Pensando nisso, dois pesquisadores resolveram investigar a fundo como os críticos de vinho reagem aos vinhos que degustam. A pergunta é: existem diferenças estatisticamente significativas entre as avaliações entre vinhos biodinâmicos, orgânicos, sustentáveis ou convencionais? E a resposta foi muito clara: existe uma enorme diferença, embora não no sentido que poderia ser esperada por muitos.
Estudo estatístico
O estudo foi elaborado por dois economistas (Magali Delmas, da Universidade da Califórnia, em Los Angeles; e Olivier Gergaud, da Kedge Business School, em Bordeaux, na França) e publicado em janeiro de 2021. Eles agregaram 128.182 avaliações de 30 diferentes especialistas em vinhos franceses. Estas notas de degustação incluem os três principais guias franceses (Gault & Millau, Gilbert Gaillard e Bettane, Desseauve).
Estas avaliações foram publicadas entre 1995 e 2015, incluindo vinhos em uma faixa de preço de US$ 5 a US$ 450. No estudo, foram usadas técnicas estatísticas mais avançadas com Propensity Score Martching (PSM) e regressões convencionais e usando diferenças em diferenças (DD). Ou seja, ferramentas estatísticas de ponta.
Resultados
Os resultados indicam uma diferença significativa entre a avaliação da qualidade do vinho feito com práticas que refletem certificações biodinâmicas e orgânicas (que eles chamaram de práticas eco-rotuladas) em relação à práticas convencionais. Também foi registrada uma diferença significativa entre práticas eco-rotuladas e práticas sustentáveis não certificadas.
De acordo com o estudo, as práticas biodinâmicas superam as práticas orgânicas, que, por sua vez, superam os métodos convencionais e, em uma medida ainda maior, as sustentáveis. Mantidas as outras variáveis fixas (como cor, denominação, região e variedade), a adoção de práticas biodinâmicas melhora a avaliação da qualidade do vinho em 8,5 pontos (dentro de uma escala de 100) em relação aos vinhos convencionais.

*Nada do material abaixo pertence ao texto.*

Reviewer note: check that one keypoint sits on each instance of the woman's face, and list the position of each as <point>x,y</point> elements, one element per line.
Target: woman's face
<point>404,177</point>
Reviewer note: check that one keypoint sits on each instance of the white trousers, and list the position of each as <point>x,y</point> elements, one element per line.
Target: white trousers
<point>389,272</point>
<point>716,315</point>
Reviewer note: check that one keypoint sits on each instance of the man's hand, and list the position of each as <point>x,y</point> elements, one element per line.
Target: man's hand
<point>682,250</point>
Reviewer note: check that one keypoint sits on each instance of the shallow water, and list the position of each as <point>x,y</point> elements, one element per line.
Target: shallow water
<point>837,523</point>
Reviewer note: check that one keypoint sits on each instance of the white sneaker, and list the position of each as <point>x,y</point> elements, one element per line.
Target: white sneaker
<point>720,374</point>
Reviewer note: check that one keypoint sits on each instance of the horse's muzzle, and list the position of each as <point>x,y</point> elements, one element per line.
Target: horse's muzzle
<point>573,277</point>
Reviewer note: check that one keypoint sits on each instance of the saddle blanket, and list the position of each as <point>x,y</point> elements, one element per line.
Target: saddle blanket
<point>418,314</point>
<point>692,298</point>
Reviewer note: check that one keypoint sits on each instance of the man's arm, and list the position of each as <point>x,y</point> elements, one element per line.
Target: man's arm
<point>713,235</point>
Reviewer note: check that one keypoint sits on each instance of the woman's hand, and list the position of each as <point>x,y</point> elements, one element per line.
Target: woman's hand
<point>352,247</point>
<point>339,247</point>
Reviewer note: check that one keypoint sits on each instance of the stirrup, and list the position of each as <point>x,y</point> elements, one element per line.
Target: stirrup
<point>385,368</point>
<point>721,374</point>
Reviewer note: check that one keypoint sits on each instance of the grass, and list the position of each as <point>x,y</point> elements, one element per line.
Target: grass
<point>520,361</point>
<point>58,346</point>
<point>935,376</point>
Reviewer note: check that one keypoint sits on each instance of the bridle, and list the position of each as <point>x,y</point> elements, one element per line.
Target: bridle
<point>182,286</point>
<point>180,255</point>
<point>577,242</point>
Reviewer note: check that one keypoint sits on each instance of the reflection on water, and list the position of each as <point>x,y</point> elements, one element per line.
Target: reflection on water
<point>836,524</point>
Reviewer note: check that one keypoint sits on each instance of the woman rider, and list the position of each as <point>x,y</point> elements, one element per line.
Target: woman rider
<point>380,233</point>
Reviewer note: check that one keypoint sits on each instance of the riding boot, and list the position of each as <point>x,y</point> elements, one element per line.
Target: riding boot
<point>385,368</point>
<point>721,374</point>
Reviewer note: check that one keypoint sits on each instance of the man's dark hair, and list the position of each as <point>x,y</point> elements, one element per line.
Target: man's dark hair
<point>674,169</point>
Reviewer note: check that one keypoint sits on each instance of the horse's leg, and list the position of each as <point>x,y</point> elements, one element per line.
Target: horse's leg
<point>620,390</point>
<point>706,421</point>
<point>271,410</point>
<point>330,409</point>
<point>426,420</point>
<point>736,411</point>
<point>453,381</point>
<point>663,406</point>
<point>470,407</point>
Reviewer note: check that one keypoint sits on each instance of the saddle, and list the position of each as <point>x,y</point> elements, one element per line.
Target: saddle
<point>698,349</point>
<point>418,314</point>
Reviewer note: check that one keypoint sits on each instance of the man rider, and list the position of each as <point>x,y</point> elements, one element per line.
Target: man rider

A diferença entre orgânicos certificados e convencionais foi de 5,3 pontos, enquanto que, para o vinhos sustentáveis sem certificação, não há diferença significativa em relação aos vinhos convencionais. Em resumo, o estudo indica que a certificação biodinâmica ou orgânica tem um efeito positivo nas pontuações dos críticos em vinhos na França. Tanto vinhos certificados orgânicos como biodinâmicos receberam melhor avaliação que os vinhos convencionais.
Motivos e conclusões
A análise destes resultados, porém, requer cuidado, já que os vinhos foram degustados abertos, ou seja, os degustadores sabiam quais vinhos estavam provando. Assim, uma questão importante é concluir se as avaliações dos especialistas são realmente objetivas. A melhor avaliação refletiria as diferenças objetivas de qualidade ou as preferências dos críticos para as características de vinhos certificados orgânicos ou biodinâmicos?

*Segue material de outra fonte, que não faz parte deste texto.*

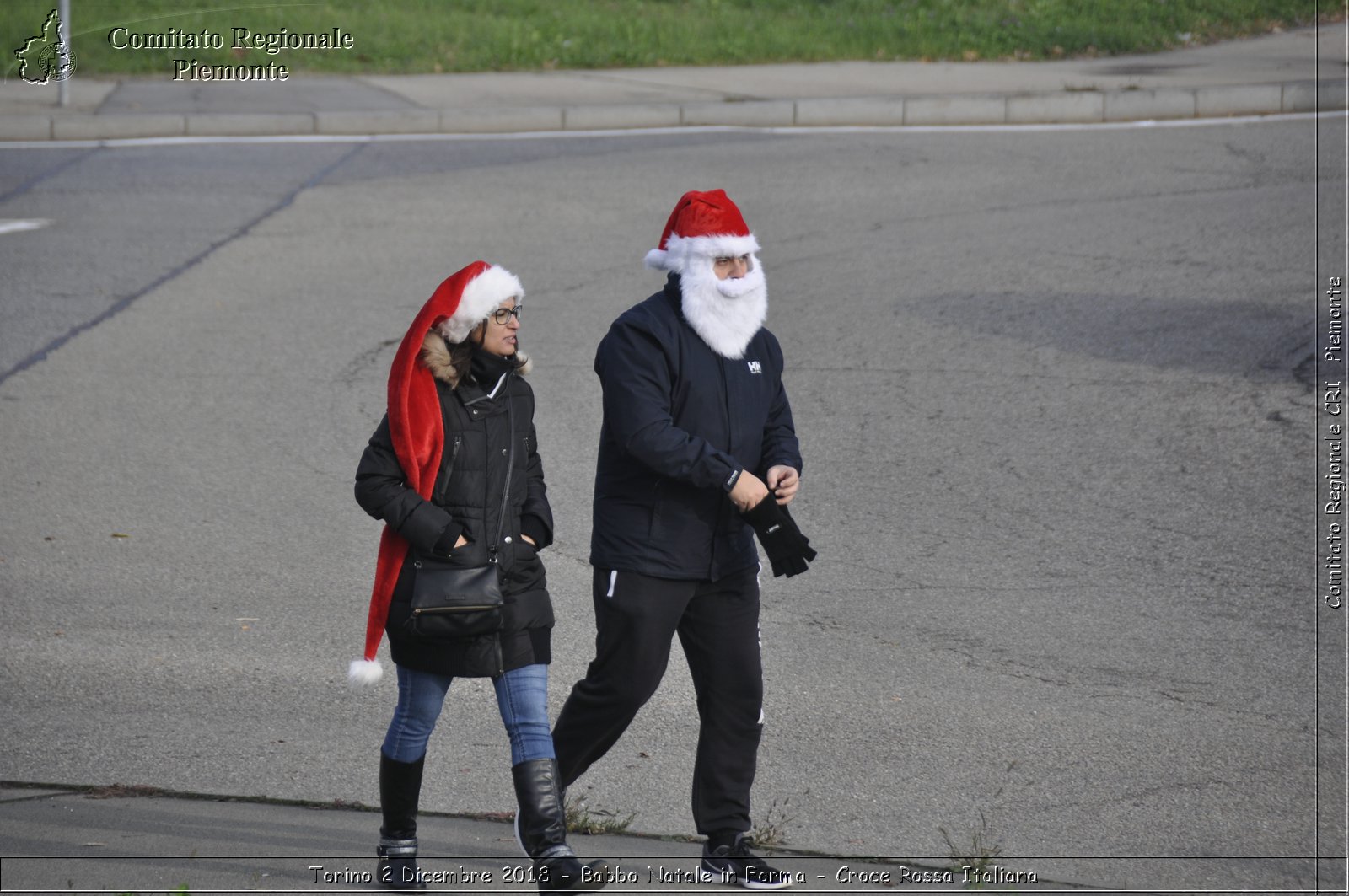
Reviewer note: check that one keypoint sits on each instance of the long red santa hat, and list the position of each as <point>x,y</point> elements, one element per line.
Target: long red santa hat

Para resolver esta questão, seria necessário ter um volume suficiente de avaliações feitas às cegas, ou seja, os degustadores não teriam acesso às informações sobre os vinhos ou produtores. Deste modo, as diferenças nas avaliações refletiriam exclusivamente suas percepções sobre a qualidade dos vinhos, independentemente de suas certificações.
Apesar disso, o estudo traz dados e conclusões importantes. E isso deve ser levado em conta por quem gosta de vinhos. Além disso, é difícil imaginar que alguns dos melhores produtores de vinho do mundo, como Domaine Leroy ou Domaine de la Romanée Conti (ambos biodinâmicos) colocariam em risco suas reputações se não tivessem certeza do ganho de qualidade proporcionado por estas técnicas.
Fonte: Sustainable Practices and Product Quality: Is There Value in Eco-Label Certification? The Case of Wine, Delmas M, Gergaud O.